Students defend or prosecute answer choices as correct (innocent) or incorrect (guilty).


  • Assessment question


  1. Present students with an assessment question.
  2. Organize students into groups of 4 and allow them time to analyze the question as a team (home group):
    • Analyze the stimulus (or genre) – If this visual could talk, it would tell me _______.
    • Analyze the vocabulary – Three important words in the question are _______, _______, and _______ because _______.
    • Analyze the topic – This question is mainly about _______.
  3. Assign each student a potential answer choice.
  4. Students move to huddle with their expert group in different corners of the room to determine if their answer choice is …
    • Correct or “innocent” by explaining why it is the correct response OR
    • Incorrect or “guilty” by explaining why their answer is the incorrect response
  5. Students return to their home group and have 1 minute each to Make the Case by defending innocent/correct answers and prosecuting guilty/incorrect answers.
  6. Students deliberate and come to a consensus about which answer is innocent (correct).
  7. Observe students’ prosecution and defense arguments and clarify/verify as appropriate.
  8. Students summarize what they learned, sketch a related visual stimulus, and note how to avoid mistakes in the future.

Classroom Management

  • Rehearse the strategy with a fun, simple topic (candy or soft drinks) before using it with academic content.
  • Role-play/rehearse how to appropriately move into/out of expert groups and model how to verbally Make the Case.
  • Remind students there will be no harm or humiliation for incorrect answers because correcting mistakes is a sign of intelligence!

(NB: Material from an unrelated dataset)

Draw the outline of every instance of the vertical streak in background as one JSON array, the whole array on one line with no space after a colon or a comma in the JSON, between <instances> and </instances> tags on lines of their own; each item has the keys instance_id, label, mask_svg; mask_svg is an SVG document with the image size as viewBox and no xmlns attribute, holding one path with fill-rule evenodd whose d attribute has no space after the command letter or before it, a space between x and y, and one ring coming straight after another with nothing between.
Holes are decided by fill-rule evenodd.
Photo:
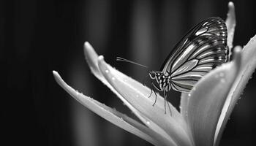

  • Promote access by previewing the question and pairing with a supportive peer.
  • Promote access by allowing the use of student/teacher summary notes.
  • Provide response support by providing students with a written defense or prosecution (while in expert groups) to share when making their case in their home groups.

Think It Up!

  • Have students think more deeply about the concept by responding to a Think It Up prompt as an exit ticket or journal entry:
    • Predict which answer choice most other students may have mistakenly chosen and how this error could be avoided.
    • Infer which errors were careless mistakes and explain how to correct them.
  • Encourage students to use lead4ward’s Thinking Stems (English/Spanish) to frame their responses, if needed.